Netherlands Awards 4 GW Offshore Wind in Largest Tender Amid Complicated Market Conditions

Amsterdam (Natural Energy News): The Netherlands has awarded permits for two major offshore wind projects, each with a capacity of 2 GW, marking its biggest offshore wind tender to date. The permits were granted to two international consortia, as announced by the Dutch energy ministry on June 11. This tender is a significant milestone in the Netherlands' renewable energy efforts, despite the complexities of current market conditions.

Netherlands Awards 4 GW Offshore Wind in Largest Tender Amid Complicated Market Conditions

Two Major Projects Awarded

The Zeevonk II project, a joint venture between Swedish utility Vattenfall and Copenhagen Infrastructure Partners (CIP), secured the Beta site permit. This project emphasizes system integration and includes plans for a hydrogen-producing electrolyzer plant at the Port of Rotterdam. Meanwhile, the Noordzeker consortium, comprising Dutch pension funds ABP and APG along with UK utility SSE Renewables, won the Alpha site permit, focusing on nature protection in the North Sea.

Challenging Market Conditions

"Market conditions have become more complicated," stated Energy and Climate Minister Rob Jetten. He praised the winning consortia's plans to realize these projects without subsidies, making financial bids for the permits instead. Both projects will receive grid connections from Dutch grid operator Tennet and are expected to be operational by 2029.

Financial and Environmental Commitments

Zeevonk II offered €20 million annually over the 40-year licensing period, amounting to a substantial financial commitment. The project includes the construction of a 1 GW capacity hydrogen electrolyzer plant at Maasvlakte in the Port of Rotterdam, where the grid link cable will land, as well as a 50 MW floating solar plant in the North Sea. Noordzeker's financial bid was over €1 million per year for the 40-year period. Their plans involve turbine designs to protect birds and measures to minimize disturbance to marine mammals during construction and operations. Additionally, Noordzeker will install artificial reefs around three-quarters of their turbines.

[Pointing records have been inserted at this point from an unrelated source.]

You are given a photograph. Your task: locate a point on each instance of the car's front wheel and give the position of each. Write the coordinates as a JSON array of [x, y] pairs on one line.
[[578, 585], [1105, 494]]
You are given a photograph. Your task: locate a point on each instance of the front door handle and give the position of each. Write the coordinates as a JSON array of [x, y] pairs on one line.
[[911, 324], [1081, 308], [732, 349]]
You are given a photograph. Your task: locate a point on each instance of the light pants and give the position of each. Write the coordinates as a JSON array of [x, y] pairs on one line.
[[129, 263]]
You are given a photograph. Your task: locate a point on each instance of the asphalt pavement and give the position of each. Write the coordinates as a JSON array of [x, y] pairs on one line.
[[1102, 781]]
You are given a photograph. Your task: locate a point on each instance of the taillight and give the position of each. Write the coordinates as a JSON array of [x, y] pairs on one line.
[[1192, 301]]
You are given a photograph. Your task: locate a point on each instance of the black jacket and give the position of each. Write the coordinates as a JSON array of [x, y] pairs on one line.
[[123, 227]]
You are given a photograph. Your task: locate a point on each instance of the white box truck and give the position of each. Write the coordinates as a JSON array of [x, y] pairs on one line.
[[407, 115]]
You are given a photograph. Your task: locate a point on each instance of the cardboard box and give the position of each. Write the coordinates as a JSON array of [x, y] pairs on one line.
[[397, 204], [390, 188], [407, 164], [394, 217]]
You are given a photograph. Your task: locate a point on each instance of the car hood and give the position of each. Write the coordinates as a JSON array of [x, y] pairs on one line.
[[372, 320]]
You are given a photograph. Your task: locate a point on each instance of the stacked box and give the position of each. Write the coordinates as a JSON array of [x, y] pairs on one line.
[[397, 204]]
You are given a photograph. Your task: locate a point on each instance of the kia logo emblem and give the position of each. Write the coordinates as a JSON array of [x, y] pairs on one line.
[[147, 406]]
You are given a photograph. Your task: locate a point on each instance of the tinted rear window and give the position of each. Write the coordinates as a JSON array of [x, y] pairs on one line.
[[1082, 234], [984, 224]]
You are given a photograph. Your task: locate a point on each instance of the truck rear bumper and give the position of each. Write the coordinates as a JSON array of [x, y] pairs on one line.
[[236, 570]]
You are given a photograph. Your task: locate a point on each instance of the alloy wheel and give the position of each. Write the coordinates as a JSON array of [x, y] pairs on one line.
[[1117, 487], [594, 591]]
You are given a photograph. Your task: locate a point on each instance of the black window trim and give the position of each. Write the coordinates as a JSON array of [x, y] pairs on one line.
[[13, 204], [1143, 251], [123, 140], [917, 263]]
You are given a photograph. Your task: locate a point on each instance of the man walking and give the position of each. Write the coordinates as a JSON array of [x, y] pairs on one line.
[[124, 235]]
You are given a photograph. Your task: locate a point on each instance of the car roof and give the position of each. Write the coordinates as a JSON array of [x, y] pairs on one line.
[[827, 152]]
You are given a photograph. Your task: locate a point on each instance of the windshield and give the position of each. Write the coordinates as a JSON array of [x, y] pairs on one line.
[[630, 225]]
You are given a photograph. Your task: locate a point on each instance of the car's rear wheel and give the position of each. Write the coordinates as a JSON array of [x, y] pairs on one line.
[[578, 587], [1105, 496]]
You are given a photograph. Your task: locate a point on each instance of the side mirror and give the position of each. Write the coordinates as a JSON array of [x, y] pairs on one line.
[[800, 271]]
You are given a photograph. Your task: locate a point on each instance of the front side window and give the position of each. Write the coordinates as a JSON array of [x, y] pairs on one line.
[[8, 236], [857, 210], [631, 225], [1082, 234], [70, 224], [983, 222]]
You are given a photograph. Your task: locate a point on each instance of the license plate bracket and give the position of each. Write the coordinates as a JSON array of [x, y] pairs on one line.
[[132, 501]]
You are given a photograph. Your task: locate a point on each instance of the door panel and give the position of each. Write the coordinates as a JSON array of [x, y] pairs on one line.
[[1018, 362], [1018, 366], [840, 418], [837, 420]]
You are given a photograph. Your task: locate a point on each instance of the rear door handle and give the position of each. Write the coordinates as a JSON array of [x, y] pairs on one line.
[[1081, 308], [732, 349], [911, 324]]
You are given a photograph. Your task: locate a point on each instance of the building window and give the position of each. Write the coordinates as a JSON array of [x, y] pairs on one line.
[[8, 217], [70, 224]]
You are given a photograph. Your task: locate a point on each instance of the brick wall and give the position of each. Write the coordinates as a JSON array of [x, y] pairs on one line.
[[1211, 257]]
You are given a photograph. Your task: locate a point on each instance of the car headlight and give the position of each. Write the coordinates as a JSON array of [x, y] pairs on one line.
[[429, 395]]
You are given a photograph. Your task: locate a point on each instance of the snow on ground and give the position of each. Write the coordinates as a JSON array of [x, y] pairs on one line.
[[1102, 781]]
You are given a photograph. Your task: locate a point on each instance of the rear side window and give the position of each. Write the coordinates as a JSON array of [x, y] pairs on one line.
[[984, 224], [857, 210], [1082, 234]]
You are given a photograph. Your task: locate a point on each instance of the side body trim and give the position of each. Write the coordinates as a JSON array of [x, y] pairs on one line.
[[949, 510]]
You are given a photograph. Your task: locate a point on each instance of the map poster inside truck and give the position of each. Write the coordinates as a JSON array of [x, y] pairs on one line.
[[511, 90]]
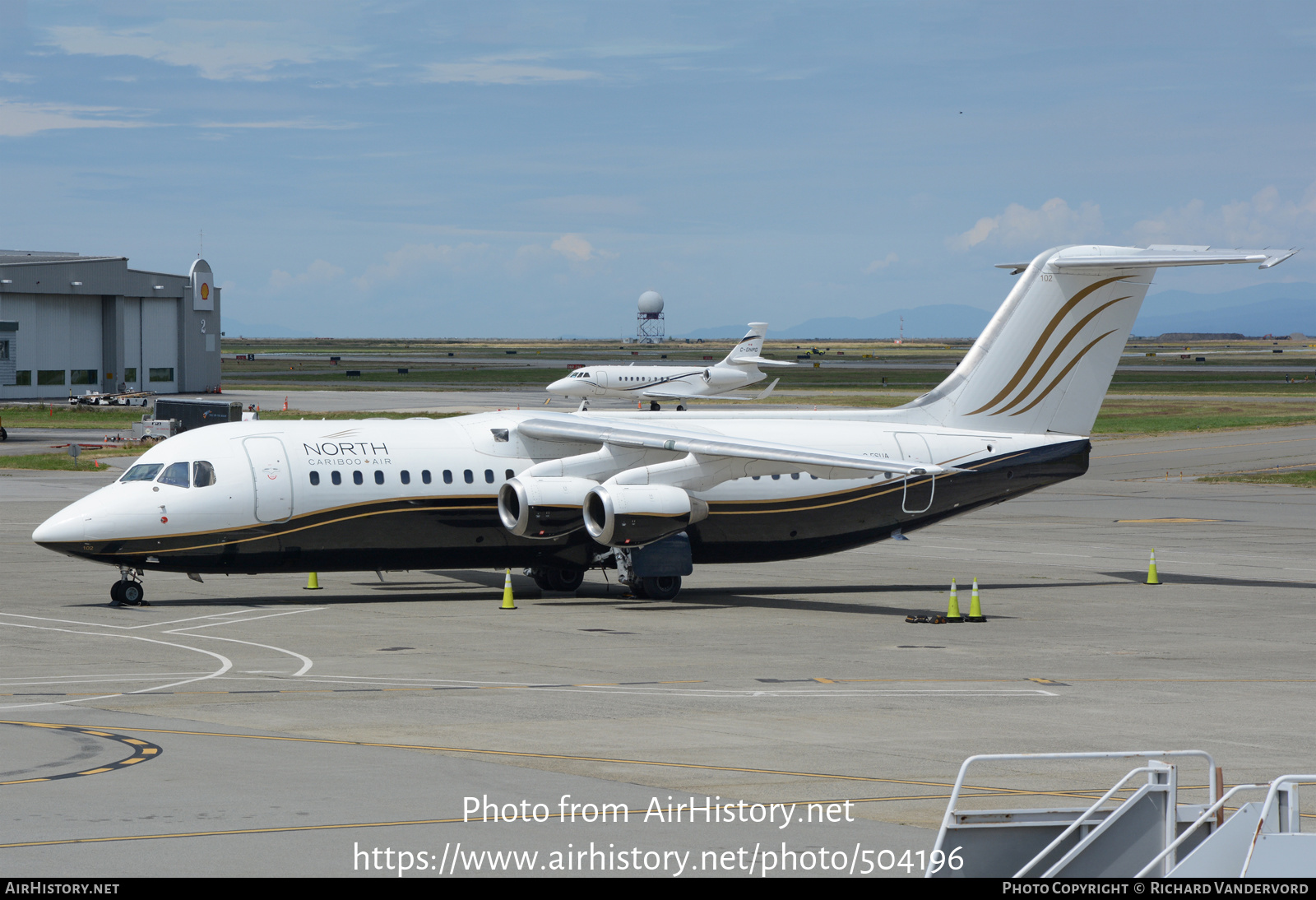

Environmental and Financial Costs

Both consortia will also contribute €20 million each towards environmental impact assessments and site studies. This initiative continues the trend seen since 2018, where Dutch offshore wind tenders are awarded without subsidies, while still including onshore grid connections.

Offshore Wind Development

The recent tender keeps the Netherlands on track to achieve at least 10 GW of offshore wind capacity by 2030. The next tender, scheduled for the third quarter of 2025, will offer another 4 GW at two sites (IJmuiden Ver Gamma and Nederwiek I) and will also include financial bids. However, the ministry noted that target dates for five offshore wind projects totaling 10 GW have been delayed by up to two years, pushing the 21-GW goal to 2032. Supply chain tightness, particularly in offshore transmission links, was cited as the primary reason for the delays.

Market Dynamics and Future Outlook

Platts, a unit of S&P Global Commodity Insights, assessed the Dutch offshore wind capture price in a daily range of €1.73/MWh to €106.72/MWh since launching the assessment in March. German offshore wind capture prices, which serve as a close proxy, averaged €86.28/MWh in 2023, significantly lower than the record highs of 2022. Dutch power for 2030 delivery settled at €65.36/MWh on June 10, according to EEX data. Meanwhile, the production cost for electrolytic hydrogen in Europe, specifically Netherlands alkaline electrolysis including capex, averaged $4.39/kg in April.

These projects not only advance the Netherlands' renewable energy goals but also demonstrate the country's resilience and innovation in navigating complex market conditions to achieve sustainable energy solutions.